The physical benefits of exercise have been well established, and physicians always encourage staying physically active.
Exercise is also considered vital for maintaining mental fitness, and it can reduce stress. Studies show that physical activity is very effective at reducing fatigue, enhancing overall cognitive function. This can be especially helpful when stress has depleted your energy or ability to concentrate.
When stress affects the brain, it also affects the rest of the body. That means that if your body is in better condition, so is your mind. Exercise and other physical activity produce endorphins, chemicals in the brain that act as natural painkillers, and also improve the ability to sleep, which in turn reduces stress.
Scientists have found that regular participation in aerobic exercise has been shown to decrease overall levels of tension, elevates and stabilizes mood, improves sleep, and improves self-esteem. About five minutes of aerobic exercise can begin to stimulate anti-anxiety effects.
Exercise and Anxiety
The benefits of exercise may well extend beyond stress relief to improving anxiety and related disorders. The psychological studies have shown how exercise relieves anxiety and depression suggest that a 10-minute walk may be just as good as a 45-minute workout. Some studies have shown that exercise can elevate a depressed mood. Although the effects may be temporary, they demonstrate that a brisk walk or other simple activity can deliver several hours of relief, similar to taking an aspirin for a headache.
Science has also provided some evidence that physically active people have lower rates of anxiety and depression than sedentary people. Exercise may improve mental health by helping the brain cope better with stress.
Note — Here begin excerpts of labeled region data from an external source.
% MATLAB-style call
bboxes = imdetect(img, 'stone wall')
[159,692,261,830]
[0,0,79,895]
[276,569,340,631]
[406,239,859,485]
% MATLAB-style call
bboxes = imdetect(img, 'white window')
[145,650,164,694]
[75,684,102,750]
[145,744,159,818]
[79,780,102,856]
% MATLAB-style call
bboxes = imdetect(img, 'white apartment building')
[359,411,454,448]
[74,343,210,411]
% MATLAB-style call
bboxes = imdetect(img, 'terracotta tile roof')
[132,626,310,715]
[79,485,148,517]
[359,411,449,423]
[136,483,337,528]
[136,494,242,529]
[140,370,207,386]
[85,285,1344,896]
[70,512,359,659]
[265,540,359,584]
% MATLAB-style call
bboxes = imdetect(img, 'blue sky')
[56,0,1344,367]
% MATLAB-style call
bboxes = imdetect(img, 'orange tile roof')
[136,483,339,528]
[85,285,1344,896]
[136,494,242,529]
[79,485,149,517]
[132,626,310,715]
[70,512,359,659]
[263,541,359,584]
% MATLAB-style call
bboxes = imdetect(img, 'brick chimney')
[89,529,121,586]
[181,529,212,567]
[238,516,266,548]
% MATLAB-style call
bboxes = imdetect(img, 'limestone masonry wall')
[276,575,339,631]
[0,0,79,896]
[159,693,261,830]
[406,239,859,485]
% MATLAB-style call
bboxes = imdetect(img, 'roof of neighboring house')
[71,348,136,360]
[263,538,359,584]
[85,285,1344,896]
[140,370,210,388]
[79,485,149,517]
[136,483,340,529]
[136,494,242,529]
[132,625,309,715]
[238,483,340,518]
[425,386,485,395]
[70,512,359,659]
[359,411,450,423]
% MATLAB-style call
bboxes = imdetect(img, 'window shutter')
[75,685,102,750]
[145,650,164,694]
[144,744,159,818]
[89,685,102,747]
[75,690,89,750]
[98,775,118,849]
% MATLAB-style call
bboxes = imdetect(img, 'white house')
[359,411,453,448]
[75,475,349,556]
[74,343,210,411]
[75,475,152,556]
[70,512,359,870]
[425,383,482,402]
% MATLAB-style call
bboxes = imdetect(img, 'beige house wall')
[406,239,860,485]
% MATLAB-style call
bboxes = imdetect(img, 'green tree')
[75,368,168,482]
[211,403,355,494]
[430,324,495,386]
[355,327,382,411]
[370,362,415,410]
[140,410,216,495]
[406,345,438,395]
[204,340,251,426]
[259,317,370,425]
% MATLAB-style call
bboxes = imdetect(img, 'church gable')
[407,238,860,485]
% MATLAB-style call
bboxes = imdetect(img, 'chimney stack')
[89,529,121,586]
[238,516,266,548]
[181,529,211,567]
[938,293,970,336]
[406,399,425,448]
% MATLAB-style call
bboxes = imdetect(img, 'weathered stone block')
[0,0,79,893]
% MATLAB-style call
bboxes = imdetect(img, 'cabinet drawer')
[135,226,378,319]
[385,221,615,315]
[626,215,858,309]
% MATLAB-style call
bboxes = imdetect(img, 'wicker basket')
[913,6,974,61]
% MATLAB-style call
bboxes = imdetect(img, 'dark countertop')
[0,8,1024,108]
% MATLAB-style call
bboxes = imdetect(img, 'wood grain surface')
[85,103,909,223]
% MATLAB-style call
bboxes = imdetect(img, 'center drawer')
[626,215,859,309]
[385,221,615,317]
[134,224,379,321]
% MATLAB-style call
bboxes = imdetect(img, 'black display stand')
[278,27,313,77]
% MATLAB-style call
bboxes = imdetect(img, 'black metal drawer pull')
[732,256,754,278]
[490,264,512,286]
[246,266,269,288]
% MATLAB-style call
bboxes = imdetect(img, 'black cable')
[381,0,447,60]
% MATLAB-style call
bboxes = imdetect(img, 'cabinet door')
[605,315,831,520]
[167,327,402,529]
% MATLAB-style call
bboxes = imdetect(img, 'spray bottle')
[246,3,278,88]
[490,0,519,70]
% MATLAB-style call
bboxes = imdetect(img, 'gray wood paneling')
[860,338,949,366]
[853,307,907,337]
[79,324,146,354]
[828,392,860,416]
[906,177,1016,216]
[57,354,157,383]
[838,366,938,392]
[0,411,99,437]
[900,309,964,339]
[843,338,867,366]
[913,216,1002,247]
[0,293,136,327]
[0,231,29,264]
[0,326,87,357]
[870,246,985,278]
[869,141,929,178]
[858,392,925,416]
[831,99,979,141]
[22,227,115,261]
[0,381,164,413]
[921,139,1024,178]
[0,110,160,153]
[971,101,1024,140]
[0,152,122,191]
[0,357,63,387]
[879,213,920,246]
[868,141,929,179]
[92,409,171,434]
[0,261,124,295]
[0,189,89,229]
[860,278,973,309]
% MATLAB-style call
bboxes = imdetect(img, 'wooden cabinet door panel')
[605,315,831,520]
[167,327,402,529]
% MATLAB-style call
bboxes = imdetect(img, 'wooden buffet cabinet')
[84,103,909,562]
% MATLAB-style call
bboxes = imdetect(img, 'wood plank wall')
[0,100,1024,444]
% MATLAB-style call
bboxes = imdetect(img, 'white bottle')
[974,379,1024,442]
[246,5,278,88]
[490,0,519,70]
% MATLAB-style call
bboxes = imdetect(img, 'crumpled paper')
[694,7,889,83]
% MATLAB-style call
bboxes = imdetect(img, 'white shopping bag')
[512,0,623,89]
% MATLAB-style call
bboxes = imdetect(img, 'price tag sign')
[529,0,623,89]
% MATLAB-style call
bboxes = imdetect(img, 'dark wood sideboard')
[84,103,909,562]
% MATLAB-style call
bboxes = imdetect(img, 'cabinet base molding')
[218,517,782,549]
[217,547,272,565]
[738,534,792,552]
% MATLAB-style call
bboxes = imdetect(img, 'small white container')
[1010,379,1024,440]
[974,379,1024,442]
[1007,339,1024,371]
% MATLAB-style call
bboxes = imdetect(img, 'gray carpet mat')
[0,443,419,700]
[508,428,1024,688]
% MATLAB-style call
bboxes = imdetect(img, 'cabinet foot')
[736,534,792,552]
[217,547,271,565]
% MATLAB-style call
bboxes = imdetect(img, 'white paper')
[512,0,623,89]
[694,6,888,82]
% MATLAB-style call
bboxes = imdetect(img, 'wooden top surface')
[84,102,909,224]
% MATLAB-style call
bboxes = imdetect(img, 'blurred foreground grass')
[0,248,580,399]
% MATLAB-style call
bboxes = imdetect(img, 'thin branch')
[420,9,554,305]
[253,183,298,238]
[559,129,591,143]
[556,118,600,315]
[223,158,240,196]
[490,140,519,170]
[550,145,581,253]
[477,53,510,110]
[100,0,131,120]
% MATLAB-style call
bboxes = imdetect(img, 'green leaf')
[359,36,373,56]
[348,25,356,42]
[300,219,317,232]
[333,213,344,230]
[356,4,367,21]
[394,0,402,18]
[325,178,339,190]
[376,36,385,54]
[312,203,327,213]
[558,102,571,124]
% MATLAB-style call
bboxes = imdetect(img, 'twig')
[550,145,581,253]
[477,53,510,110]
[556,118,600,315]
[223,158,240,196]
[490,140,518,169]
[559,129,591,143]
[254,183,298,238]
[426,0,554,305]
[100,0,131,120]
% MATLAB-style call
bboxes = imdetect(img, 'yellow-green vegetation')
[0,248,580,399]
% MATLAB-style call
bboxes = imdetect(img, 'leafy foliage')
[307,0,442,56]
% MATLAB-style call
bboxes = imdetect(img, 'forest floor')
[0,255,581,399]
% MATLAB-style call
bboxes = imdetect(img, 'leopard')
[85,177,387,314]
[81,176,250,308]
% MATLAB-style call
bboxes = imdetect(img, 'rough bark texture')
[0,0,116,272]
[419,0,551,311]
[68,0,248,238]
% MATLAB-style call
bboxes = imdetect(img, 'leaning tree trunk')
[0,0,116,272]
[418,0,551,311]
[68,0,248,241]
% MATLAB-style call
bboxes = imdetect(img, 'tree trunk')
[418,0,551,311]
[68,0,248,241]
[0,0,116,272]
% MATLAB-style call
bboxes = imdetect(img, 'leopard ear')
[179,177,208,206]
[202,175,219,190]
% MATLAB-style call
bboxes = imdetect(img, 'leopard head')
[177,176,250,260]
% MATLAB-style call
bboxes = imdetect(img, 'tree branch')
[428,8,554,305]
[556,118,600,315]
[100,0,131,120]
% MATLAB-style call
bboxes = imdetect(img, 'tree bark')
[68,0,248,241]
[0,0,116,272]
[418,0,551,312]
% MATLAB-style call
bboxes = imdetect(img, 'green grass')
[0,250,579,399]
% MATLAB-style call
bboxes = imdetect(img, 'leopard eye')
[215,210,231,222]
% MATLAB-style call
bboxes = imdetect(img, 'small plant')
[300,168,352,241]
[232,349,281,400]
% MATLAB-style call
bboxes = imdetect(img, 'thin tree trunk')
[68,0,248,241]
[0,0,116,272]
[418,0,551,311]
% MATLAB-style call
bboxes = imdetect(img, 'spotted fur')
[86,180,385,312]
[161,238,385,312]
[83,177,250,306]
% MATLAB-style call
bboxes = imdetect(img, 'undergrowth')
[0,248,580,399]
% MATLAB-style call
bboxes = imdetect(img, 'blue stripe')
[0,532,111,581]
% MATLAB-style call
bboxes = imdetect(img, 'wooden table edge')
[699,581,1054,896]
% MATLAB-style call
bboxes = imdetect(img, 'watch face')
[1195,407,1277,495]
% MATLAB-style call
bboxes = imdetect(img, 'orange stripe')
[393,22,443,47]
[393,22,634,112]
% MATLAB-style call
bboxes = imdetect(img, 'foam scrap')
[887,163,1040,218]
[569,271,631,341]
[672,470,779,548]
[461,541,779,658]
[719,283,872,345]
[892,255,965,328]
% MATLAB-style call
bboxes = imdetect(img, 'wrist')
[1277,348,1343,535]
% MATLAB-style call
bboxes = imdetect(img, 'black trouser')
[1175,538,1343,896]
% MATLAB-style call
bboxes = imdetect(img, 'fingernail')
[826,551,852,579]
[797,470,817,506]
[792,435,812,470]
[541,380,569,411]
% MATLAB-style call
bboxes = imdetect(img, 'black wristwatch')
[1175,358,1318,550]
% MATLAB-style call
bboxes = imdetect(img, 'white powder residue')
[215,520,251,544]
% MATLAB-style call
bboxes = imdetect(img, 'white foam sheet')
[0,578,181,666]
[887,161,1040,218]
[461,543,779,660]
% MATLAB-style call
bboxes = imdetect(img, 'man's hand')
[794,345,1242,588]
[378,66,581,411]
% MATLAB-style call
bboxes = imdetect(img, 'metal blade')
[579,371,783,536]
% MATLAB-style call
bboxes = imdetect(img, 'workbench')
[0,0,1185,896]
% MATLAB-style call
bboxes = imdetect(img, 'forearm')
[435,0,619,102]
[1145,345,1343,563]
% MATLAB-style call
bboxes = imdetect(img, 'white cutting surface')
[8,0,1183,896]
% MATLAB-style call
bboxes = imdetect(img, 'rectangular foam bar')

In one study, researchers found that those who got regular exercise were 25 percent less likely to develop depression or an anxiety disorder over the next five years.
The most recent federal guidelines for adults recommend at least 2½ hours of moderate-intensity physical activity (e.g. brisk walking) each week, 1¼ hours of vigorous-intensity activity (such as jogging or swimming laps), or a combination two of them.
If you have had an exercise program already, keep up the good work. If not, here are the tips to get you started.
Jog, walk, cycle, or dance three to five times a week for 30 minutes.
Set small daily goals and aim for daily consistency rather than perfect workouts. It’s better to walk every day for 15-20 minutes than to wait until the weekend for a three-hour fitness marathon. Lots of scientific data suggest that frequency is the most important.
Find forms of exercise that are fun or enjoyable. Many people find it’s more fun to exercise while listening to something they enjoy.
Also, It’s often easier to stick to your exercise routine when you have to stay committed to a friend, partner, or colleague. Be patient when you start a new exercise program.
It requires a lot of work and patience, but exercising brings so many health benefits, that it’s worth it!